現殺現売

29日の関空西安春秋航空で、ゆうべ離石に戻りました。西安までは少し遠くて、4時間ほど乗らなければならないのですが、離石より東側の都市(北京、上海、石家庄など)に到着すると、そこから呂梁駅に戻る列車のチケットが購入できないのです。つまり、2月8日の春節が近いので、東側の都市部から西側の農村部に移動する人が多く、チケットはすでに売り切れ状況です。反対方向だといくらか余裕があったので、30日の西安−呂梁のチケットを、1週間ほど前に、ハルビンの友人に頼んで購入していました。どういうことかというと、(友人が)ネットで予約、支払いをして、当日私が西安駅の窓口に行って、パスポートを提示してチケットを受け取る、というシステムです。

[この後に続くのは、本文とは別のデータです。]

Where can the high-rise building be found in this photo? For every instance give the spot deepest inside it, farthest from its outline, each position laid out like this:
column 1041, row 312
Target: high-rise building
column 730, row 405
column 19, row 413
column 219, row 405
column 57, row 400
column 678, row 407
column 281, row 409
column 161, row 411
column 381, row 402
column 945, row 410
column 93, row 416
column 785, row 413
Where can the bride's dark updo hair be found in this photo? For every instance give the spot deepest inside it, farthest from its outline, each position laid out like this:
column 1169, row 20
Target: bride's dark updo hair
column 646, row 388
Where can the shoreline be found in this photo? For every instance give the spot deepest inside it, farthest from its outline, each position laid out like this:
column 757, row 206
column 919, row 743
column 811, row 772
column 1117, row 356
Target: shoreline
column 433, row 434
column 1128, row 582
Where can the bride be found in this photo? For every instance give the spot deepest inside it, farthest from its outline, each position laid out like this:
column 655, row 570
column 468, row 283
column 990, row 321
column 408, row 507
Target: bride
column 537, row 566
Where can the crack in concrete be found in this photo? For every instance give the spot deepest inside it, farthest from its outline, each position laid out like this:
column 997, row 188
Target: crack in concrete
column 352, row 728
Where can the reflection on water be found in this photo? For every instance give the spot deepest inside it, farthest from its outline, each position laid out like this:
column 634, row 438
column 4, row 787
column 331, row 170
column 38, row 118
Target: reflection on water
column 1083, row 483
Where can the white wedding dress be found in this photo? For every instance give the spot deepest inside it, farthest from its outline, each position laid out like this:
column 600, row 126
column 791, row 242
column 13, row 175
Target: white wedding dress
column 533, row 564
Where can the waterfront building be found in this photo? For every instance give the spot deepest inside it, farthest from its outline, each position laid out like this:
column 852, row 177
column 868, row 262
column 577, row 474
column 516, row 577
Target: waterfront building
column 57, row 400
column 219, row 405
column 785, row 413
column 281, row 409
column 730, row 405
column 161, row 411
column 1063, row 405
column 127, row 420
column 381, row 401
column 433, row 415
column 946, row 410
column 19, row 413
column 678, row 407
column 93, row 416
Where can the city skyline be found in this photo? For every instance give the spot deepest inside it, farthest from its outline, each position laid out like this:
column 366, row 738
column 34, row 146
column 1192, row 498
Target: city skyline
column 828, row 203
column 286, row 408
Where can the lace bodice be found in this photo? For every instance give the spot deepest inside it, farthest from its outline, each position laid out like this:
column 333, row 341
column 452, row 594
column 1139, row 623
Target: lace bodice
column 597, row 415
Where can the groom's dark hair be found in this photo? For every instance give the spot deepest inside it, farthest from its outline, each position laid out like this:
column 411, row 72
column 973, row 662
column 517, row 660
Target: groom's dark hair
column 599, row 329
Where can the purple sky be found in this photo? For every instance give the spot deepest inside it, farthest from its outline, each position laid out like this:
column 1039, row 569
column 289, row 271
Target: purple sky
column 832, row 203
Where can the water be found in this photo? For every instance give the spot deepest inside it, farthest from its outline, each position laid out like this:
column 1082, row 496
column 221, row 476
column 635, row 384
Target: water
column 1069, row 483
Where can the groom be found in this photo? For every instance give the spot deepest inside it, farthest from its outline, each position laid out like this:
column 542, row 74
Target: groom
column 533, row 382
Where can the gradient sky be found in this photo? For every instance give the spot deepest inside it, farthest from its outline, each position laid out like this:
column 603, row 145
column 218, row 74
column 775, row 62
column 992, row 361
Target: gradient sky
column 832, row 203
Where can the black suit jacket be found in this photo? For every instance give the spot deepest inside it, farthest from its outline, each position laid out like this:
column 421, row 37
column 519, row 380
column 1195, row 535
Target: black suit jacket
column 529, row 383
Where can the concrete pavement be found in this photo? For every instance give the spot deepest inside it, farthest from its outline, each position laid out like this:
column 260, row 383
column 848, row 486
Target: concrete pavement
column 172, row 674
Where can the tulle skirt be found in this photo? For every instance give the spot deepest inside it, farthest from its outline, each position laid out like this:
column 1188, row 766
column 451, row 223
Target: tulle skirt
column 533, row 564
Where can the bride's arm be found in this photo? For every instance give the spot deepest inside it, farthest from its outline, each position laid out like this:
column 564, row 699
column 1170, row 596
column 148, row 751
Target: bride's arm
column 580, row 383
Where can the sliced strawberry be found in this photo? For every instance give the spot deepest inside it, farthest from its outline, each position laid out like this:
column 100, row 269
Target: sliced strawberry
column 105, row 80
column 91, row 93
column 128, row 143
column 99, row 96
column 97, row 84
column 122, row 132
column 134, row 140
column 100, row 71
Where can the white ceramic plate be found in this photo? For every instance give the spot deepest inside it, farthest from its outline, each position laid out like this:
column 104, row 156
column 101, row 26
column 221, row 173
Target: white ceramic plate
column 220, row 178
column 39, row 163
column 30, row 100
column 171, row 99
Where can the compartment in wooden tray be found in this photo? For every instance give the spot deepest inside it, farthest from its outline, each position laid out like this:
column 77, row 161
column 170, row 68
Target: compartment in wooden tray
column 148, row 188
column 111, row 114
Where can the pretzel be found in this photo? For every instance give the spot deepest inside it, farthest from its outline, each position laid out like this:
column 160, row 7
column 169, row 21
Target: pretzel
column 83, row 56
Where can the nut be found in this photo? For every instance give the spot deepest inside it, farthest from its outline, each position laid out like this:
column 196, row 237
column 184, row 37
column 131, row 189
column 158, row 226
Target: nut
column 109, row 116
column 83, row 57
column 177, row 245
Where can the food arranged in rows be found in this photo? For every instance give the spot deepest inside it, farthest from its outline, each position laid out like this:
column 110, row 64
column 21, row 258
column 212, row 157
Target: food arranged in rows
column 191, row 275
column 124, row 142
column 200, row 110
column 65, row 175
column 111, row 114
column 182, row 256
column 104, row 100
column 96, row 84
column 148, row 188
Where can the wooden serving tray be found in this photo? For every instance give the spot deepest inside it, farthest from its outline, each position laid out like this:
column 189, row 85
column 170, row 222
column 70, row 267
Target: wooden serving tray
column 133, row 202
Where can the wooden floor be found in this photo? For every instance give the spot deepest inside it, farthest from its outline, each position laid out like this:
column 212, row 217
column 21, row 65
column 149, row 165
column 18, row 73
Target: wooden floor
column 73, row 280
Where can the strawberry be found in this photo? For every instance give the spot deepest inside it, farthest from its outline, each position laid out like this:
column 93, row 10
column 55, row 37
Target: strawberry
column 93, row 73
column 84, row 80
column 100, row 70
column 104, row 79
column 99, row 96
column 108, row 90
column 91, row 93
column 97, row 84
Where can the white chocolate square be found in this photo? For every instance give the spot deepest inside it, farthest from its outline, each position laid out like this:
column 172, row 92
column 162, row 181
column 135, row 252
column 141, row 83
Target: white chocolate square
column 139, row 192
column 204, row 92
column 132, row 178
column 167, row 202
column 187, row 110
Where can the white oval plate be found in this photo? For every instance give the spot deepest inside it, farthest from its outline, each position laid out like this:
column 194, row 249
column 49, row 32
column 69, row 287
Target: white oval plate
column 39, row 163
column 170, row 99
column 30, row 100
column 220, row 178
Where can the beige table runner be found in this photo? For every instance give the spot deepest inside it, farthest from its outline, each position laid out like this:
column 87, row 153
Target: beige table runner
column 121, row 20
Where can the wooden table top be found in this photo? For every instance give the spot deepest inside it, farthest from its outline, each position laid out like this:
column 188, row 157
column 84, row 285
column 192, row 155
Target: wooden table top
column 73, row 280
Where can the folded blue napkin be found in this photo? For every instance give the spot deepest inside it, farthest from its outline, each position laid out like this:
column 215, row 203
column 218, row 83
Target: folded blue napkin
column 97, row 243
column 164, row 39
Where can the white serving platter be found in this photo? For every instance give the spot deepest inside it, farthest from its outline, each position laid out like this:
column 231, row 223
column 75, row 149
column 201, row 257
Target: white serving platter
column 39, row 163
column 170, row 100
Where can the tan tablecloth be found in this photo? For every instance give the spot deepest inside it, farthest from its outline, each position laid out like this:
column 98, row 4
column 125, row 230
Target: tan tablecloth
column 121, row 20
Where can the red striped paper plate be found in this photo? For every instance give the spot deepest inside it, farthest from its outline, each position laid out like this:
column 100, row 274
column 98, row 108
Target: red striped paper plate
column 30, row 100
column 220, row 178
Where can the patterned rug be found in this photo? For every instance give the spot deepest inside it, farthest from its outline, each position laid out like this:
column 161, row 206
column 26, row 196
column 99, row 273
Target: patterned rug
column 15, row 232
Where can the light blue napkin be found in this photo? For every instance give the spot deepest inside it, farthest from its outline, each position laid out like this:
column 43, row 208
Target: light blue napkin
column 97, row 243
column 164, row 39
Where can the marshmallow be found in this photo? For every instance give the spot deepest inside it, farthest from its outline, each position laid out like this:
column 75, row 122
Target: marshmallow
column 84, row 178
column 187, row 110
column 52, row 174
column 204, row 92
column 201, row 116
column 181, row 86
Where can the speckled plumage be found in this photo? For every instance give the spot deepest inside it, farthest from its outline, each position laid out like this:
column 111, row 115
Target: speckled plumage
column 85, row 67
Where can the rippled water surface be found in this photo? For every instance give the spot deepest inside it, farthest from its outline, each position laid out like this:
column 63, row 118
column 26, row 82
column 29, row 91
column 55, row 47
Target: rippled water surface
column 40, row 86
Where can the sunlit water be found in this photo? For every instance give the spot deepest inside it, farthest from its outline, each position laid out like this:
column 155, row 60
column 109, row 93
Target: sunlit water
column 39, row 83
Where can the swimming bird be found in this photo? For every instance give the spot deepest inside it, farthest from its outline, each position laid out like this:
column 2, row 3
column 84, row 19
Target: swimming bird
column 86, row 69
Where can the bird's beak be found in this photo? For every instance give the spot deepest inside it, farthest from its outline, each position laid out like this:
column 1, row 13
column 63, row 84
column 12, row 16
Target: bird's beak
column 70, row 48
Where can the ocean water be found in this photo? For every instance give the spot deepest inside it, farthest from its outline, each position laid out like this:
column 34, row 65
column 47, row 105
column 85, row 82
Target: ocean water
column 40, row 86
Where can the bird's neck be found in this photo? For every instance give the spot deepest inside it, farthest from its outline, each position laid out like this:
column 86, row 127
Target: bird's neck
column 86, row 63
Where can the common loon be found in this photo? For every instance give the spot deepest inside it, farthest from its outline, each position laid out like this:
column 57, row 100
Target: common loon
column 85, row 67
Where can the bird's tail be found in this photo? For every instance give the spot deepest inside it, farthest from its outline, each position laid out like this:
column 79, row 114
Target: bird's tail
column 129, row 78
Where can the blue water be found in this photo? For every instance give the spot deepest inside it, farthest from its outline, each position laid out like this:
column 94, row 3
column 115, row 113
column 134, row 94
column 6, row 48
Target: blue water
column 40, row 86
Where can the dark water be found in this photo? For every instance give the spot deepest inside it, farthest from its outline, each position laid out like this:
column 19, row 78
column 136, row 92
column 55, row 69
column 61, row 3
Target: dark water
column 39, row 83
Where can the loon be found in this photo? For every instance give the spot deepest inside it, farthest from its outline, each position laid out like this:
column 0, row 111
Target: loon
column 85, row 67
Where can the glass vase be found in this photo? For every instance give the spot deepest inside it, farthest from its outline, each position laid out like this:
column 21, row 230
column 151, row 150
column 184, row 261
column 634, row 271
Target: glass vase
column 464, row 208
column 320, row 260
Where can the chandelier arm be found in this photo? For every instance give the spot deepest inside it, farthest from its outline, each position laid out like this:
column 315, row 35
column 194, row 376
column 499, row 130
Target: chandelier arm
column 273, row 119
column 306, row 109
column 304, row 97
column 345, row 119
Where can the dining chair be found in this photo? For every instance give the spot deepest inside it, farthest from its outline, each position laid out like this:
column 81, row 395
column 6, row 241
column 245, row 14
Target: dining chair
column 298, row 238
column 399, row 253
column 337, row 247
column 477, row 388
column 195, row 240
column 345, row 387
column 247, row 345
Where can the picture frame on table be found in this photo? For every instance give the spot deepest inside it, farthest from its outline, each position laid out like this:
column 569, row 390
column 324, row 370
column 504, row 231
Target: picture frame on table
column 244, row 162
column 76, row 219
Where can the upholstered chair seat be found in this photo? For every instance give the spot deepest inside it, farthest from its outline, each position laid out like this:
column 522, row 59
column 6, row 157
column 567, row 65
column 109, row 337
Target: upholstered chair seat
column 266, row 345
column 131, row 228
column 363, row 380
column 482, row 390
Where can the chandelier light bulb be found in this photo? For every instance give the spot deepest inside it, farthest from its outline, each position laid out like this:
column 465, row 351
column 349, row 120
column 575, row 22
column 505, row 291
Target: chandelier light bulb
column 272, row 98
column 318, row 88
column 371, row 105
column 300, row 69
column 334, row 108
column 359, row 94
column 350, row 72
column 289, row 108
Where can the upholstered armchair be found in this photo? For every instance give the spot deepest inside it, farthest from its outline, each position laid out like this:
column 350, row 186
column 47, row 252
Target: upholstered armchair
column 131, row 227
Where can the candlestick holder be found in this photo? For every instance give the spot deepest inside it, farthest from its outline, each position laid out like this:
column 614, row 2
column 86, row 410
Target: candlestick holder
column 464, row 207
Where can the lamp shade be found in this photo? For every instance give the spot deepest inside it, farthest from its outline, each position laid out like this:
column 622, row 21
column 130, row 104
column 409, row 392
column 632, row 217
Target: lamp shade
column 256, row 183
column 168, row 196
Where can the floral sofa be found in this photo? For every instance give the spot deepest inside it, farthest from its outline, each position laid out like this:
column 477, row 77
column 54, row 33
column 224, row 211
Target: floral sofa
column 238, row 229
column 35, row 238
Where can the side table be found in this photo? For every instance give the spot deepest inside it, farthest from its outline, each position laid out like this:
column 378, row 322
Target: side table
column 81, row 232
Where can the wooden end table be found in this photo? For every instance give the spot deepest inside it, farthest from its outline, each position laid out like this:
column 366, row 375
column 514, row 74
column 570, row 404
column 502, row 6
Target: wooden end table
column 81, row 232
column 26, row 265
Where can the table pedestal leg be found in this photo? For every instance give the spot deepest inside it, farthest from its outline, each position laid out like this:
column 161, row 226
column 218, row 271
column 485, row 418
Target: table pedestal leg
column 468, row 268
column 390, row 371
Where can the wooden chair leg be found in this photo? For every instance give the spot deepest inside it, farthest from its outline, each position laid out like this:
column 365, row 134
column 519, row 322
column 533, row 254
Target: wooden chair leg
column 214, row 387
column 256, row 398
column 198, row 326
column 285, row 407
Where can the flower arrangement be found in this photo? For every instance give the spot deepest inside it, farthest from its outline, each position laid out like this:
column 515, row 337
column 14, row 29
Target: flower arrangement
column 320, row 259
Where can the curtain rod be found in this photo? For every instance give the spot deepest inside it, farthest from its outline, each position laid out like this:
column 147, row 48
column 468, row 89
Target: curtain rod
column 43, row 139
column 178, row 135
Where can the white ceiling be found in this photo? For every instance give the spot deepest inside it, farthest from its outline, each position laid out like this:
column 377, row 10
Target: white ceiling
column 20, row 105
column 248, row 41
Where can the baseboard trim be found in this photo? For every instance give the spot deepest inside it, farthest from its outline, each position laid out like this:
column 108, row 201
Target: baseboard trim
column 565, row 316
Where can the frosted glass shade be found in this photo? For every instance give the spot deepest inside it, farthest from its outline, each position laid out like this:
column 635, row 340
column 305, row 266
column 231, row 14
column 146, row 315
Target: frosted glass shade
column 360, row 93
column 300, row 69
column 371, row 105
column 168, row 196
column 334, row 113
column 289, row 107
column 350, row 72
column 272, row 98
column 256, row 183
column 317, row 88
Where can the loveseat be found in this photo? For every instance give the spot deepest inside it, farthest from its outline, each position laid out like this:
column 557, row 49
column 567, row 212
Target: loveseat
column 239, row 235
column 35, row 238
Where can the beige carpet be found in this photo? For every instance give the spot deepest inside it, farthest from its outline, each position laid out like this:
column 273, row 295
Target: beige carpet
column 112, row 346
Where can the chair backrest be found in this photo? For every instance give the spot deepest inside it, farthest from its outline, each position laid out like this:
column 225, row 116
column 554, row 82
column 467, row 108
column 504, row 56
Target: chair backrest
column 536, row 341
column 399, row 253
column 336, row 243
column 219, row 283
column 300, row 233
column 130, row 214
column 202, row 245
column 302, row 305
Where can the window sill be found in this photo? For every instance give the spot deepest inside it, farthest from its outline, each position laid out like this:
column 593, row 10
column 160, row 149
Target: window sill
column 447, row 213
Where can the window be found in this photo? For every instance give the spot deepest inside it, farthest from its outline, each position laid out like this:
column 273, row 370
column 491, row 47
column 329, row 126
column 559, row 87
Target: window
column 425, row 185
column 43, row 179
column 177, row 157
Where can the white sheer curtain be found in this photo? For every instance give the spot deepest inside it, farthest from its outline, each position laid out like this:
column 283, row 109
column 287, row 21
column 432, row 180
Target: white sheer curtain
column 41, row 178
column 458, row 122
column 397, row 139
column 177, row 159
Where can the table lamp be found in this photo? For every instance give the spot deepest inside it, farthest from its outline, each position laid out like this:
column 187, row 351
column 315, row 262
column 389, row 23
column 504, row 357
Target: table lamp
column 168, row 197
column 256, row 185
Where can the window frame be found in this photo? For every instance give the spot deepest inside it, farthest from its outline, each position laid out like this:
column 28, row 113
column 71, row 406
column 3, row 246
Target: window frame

29日は2時間遅延して、到着したのは午後11時を過ぎていましたが、空港近くの民宿に泊まり、翌朝リムジンで西安駅に出て、昼ごろの急行列車に乗りました。ですから、空港と鉄道の駅しか見ていないのですが、とにかく空気が悪くて驚きました。天候のせいかとも思ったのですが、宿の人に聞いてみると、やっぱり大気汚染が酷いんだそうです。ごらんのように、西安駅もどんよりです。最大の原因は、暖房の石炭です。


西安ウイグル族も多く住んでいるところで、このモスリムのパン屋さんがたくさん出ていました。なんていうのか、いつも名前を聞き損ねるのですが、インドのナンのように、壺形のカマドの内側にペタッと貼り付けて焼きます。これはパリッ!と香ばしくて、何もつけなくてもとってもおいしいのです。1枚4元。離石でもときどき見かけます。



西安は大学や専門学校が特に多いところなので、駅は若い人たちでごったがえしていました。すでに春節休暇に入ったのでしょう。学生たちの移動が一段落ついてから、一般の人たちの移動がピークを迎えます。乗った列車は天津行きでした。呂梁まではちょうど7時間。昼間の列車なので特に疲れることもなく無事到着しました。


ゆうべは常宿の7天酒店に泊まり、今日昼頃に街に出てみました。ちなみに、温度計は−9℃を指していました。銀行に行き、ネット料金を支払い、携帯の手続きをしてから、いつもの市場をのぞいてみましたが、春節までまだ1週間あるので、平常と同じくらいの人出、混雑するのはまだまだこれからです。

上の「現殺現売山羊肉」というのは、この場で屠殺して売ります、という意味ですが、村の方に戻れば、それが当たり前の売り方です。離石はやはり町なので、これを“売り”にしているということでしょう。



見ていると、何ともはや凄惨な売り方です。血しぶき上げて首が削ぎ落とされ、ぼたぼた流れ落ちる血から湯気が立ち上り、そこに犬がやってきてぺろぺろ舐め、極フツーのおっさん(当たり前のことですが)が、ひくひく震えている山羊の身体を、細身のナイフ1本で手早く捌いてゆきます。そしてまだ生暖かい肉の塊が、新鮮肉として、その場で売り買いされるのです。私は“幸いにして”肉をほとんど食べませんが、肉好きの人がこんな現場を見たらどう思うんでしょう?「うまそうだなぁ」なんて思うんでしょうか?まさかね。。。



鶏も、次々と喉を掻き切られてプラスチックの大きなカメ状の入れ物に放り込まれ、そのカメがガタガタバタバタと揺れて、中で生き物がのたうち廻っているのがわかります。牛はさすがに、現殺現売とはいきません。この頭は、葬儀の供え物に使われるのですが、けっこう高いです。


そんな後で、豆腐売りを見たら、なんだかホッとしました。



おなじみの光景です。この先界隈は、日に日に春節準備の人々でごったがえすようになり、商いをする人たちは、7日の「除夕」(おおみそか)に向けて、不眠不休態勢に入ります。彼らにとって、今年はいい(儲かった)年だったでしょうか?来年はどんな年になるでしょうか?肉を売る人も、豆腐を売る人も、野菜を売る人も、お菓子や雑貨や果物や服を売る人たちも、みながなべて“儲かる”年になるといいですね。